Finally, plot the results:

>>> import matplotlib.pyplot as plt
>>>
>>> plt.style.use(str(gmb.style.futura))
>>> x_pa = gp.predictions_X
>>> y_upa = gp.predictions
>>> gmb.ParrayPlotter(x_pa, y_upa).plot()

Plot a slice down the center of the prediction along each axis

>>> x_pa, y_upa = gp.get_conditional_prediction(Y=88)
>>>
>>> ax = gmb.ParrayPlotter(x_pa, y_upa).plot()
>>> ax.set_xticklabels([int(float(txt.get_text())*100) for txt in ax.get_xticklabels()]);

Plot a slice down the center of the prediction along each axis

>>> x_pa, y_upa = gp.get_conditional_prediction(X=0.5)
>>>
>>> ax = gmb.ParrayPlotter(x_pa, y_upa).plot()
>>> ax.set_xticklabels([int(float(txt.get_text())*100) for txt in ax.get_xticklabels()]);

dataset

Data for fitting.

Type:: DataSet

outputs

Name(s) of output(s) to learn.

Type:: list of str

seed

Random seed

Type:: int

continuous_dims

Columns of dataframe used as continuous dimensions

Type:: list of str

linear_dims

Subset of continuous dimensions to apply an additional linear kernel.

Type:: list of str

continuous_levels

Values considered within each continuous column as {dim: [level1, level2]}

Type:: dict

continuous_coords

Numerical coordinates of each continuous level within each continuous dimension as {dim: {level: coord}}

Type:: dict

categorical_dims

Columns of dataframe used as categorical dimensions

Type:: list of str

categorical_levels

Values considered within each categorical column as {dim: [level1, level2]}

Type:: dict

categorical_coords

Numerical coordinates of each categorical level within each categorical dimension as {dim: {level: coord}}

Type:: dict

additive

Whether to treat categorical dimensions as additive or joint

Type:: bool

filter_dims

Dictionary of column-value pairs used to filter dataset before fitting

Type:: dict

X

A 2D tall array of input coordinates.

Type:: array

y

A 1D vector of observations

Type:: array

model

Compiled pymc model

Type:: pymc.model.Model

gp_dict

Dictionary of model GP objects. Contains at least ‘total’.

Type:: dict

build_model(seed=None, continuous_kernel='ExpQuad', period=None, heteroskedastic_inputs=False, heteroskedastic_outputs=True, sparse=False, n_u=100, ARD=True)

Compile a marginalized pymc model for the GP.

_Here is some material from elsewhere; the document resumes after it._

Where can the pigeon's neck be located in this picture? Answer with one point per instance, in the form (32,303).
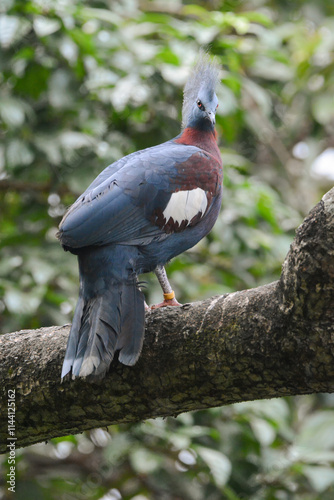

Each dimension in continuous_dims is combined in an ExpQuad kernel with a principled \(\text{InverseGamma}\) prior for each lengthscale (as suggested by Michael Betancourt) and a \(\text{Gamma}\left(2, 1\right)\) prior for variance.

Parameters:

seed (int, optional.) – Random seed. If None, seed is used.
continuous_kernel ({'ExpQuad', 'Matern32', 'Matern52', 'Exponential', 'Cosine', or 'Periodic'}) – Covariance function to use for continuous dimensions. See pymc docs for more details.
period (ParameterArray, optional) – A single parray of length 1 with one layer for each continuous_dims by name containing the period of the kernel, if periodic-like kernel is used.
heteroskedastic_inputs (bool, default False) – Whether to allow heteroskedasticity along continuous dimensions (input-dependent noise).
heteroskedastic_outputs (bool, default True) – Whether to allow heteroskedasticity between multiple outputs (output-dependent noise). Not yet implemented.
sparse (bool, default False) – Whether to use a sparse approximation to the GP.
n_u (int, default 100) – Number of inducing points to use for the sparse approximation, if required.
ARD (bool, default True) – Whether to use “Automatic Relevance Determination” in the continuous kernel. If _True_, each continuous dimension receives its own lengthscale; otherwise a single lengthscale is used for all continuous dimensions.

Returns:

self

Return type:

GP

draw_grid_samples(*args, source=None, output=None, categorical_levels=None, var_name='posterior_samples', additive_level='total', increment_var=True, **kwargs)

Draw posterior samples at points defined by prepare_grid().

Parameters:

source ({None, dict, az.data.inference_data.InferenceData}) – GP parameters for which to draw samples. Should be the result of find_MAP(), sample(), or _None_.
output (str or list of str, optional) – Variable(s) for which to make predictions
categorical_levels (dict, optional) – Level for each categorical_dims at which to make prediction
var_name (str, default "posterior_samples") – Name to assign new variable to contain conditional predictions.
additive_level (str, default "total") – Level of additive GP at which to make predictions.
increment_var (bool, default True) – Whether to append ‘_’ to the end of _var_name_ if it already exists in model.

Returns:

samples – Samples as a ‘Parray’ reshaped into a grid with _len(continuous_dims)_ dimensions

Return type:

ParameterArray

draw_point_samples(points, *args, source=None, output=None, var_name='posterior_samples', additive_level='total', increment_var=True, **kwargs)

Draw posterior samples at supplied points

Parameters:

points (ParameterArray) – 1-D ParameterArray vector of coordinates for prediction, must have one layer per self.dims
output (str or list of str, optional) – Variable for which to make predictions
source ({None, dict, az.data.inference_data.InferenceData}) – GP parameters for which to draw samples. Should be the result of find_MAP(), sample(), or _None_.
var_name (str, default "posterior_samples") – Name to assign new variable to contain conditional predictions.
additive_level (str, default "total") – Level of additive GP at which to make predictions.
increment_var (bool, default True) – Whether to append ‘_’ to the end of _var_name_ if it already exists in model.

Returns:

samples – Samples as a ‘Parray’

Return type:

parray

find_MAP(*args, **kwargs)

Finds maximum a posteriori value for hyperparameters in model.

Parameters:

*args – Positional arguments passed to pm.find_MAP()
**kwargs – Keyword arguments passed to pm.find_MAP()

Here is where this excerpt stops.